Retour

Envoyé sur Internet sur les sites : “Amis du conte” et “Aecoute”

28 novembre 2003

Bonjour,

Jeudi 27 novembre, théatre de la ville à Paris, une femme, quatre hommes. Ils viennent du Badakhchan au Tadjikistan. Elle chante, ils jouent avec des instruments populaires dont les tambourins et trois autres cordes qui s’appelent "ghijak" et qui sont de la famille des "ood-mandolines-sas-banjo..."

Elle chante avec une voix populaire un peu rauque, qui n’a rien à voir avec celles de nos divas corpulentes. Il faut dire qu’elle n’est même pas enveloppée cette gracieuse conteuse d’Asie centrale. De temps à autre, elle danse en "mouvements-mimes" qui doivent provenir des gestes paysans.

Ici, la musique y est un bien commun. L’ensemble se plie aux formes populaires et conviviales qui nous sont presque devenues étrangères dans notre fonctionnement narcissique. L’expression rythmo-musicale n’appartient pas à un petit groupe mercantile.

Les "responsoriaux" et "l’antiphonique" sont de mise. Les hommes répondent aux "dits" de la femme. Ils s’accordent entre eux selon des balancements qui suivent les souffles de la parole. Le tout sur un fond d’ostinati, rythmiquement souvent complexes, changeants, et passant du 4 au 5 temps puis au 7 puis au 9 et encore à d’autres rythmes qui ne peuvent se formuler que dans la mesure où ils sont intimement liés aux mouvements du corps.

La femme - elle s’appelle Sâhiba - chante mais surtout elle dit. Elle raconte, je ne sais quoi car je ne comprend pas sa langue. Mais ses gestes indiquent une intention de ponctuer les explosismes de la parole. Sa voix porte splendidement, elle est claire et ses mots doivent être bien compris pour qui comprend la langue. Nous sommes en plein dans la logique modale.
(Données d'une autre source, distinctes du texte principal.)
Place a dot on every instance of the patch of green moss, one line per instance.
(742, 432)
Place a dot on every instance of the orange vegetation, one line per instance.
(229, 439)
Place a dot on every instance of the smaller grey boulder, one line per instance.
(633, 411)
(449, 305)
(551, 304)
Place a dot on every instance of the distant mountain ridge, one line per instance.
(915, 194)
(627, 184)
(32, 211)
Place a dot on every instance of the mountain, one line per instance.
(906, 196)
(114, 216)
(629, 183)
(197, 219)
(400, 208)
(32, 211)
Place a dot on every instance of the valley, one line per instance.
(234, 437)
Ce qui me frappe le plus, comme d’ailleurs cela me frappe lorsque j’entends le Pansori Coréen, c’est la globalité de l’expression. Il est difficile de séparer ce qui est - selon nos catégories - du "dit" et du "chanté". Corps, musique et parole ne font qu’un. Il n’y a pas, d’un côté un conteur qui serait "accompagné" de l’autre côté par ce que nous appelons une "musique".
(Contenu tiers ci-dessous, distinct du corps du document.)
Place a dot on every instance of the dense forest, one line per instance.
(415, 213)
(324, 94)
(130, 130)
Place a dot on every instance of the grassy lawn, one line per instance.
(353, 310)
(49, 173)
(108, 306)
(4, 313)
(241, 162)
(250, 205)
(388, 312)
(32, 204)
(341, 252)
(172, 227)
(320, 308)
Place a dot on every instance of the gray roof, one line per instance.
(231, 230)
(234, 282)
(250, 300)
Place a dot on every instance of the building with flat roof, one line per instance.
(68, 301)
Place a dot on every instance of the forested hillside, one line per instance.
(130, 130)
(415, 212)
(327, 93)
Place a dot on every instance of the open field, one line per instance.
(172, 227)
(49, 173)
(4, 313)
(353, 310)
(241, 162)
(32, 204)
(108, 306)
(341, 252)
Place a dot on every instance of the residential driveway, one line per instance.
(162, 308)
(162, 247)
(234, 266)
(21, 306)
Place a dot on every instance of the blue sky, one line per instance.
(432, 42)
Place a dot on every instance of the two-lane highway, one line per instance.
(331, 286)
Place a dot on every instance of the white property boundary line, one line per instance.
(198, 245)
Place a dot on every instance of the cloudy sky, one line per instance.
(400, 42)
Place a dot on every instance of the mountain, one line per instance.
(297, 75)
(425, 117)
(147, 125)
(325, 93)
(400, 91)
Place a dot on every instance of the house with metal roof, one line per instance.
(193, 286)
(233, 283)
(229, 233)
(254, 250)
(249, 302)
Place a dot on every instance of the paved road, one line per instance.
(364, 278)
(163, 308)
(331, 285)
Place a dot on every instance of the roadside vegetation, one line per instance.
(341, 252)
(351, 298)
Ce concert me frustre beaucoup car il nous montre ce qui nous manque, ou ce que nous avons perdu. En même temps il me ravi par sa cohérence. D’autre part, il me conforte dans l’idée que depuis que la "musique" s’est détachée de la parole pour prendre une vie autonome, (grâce à la mécanique du système tonal), - et cela, sans doute, depuis la fin du Moyen-âge, - nous sommes devenus un peu "divisés" et limités dans nos "catégories" de l’expression. Nous nous rattrapons par la catégorie de "l’esthétique" telle qu’elle fut inventée au 19ème siècle. Mais à partir de cette catégorie, on peut y faire n’importe quoi.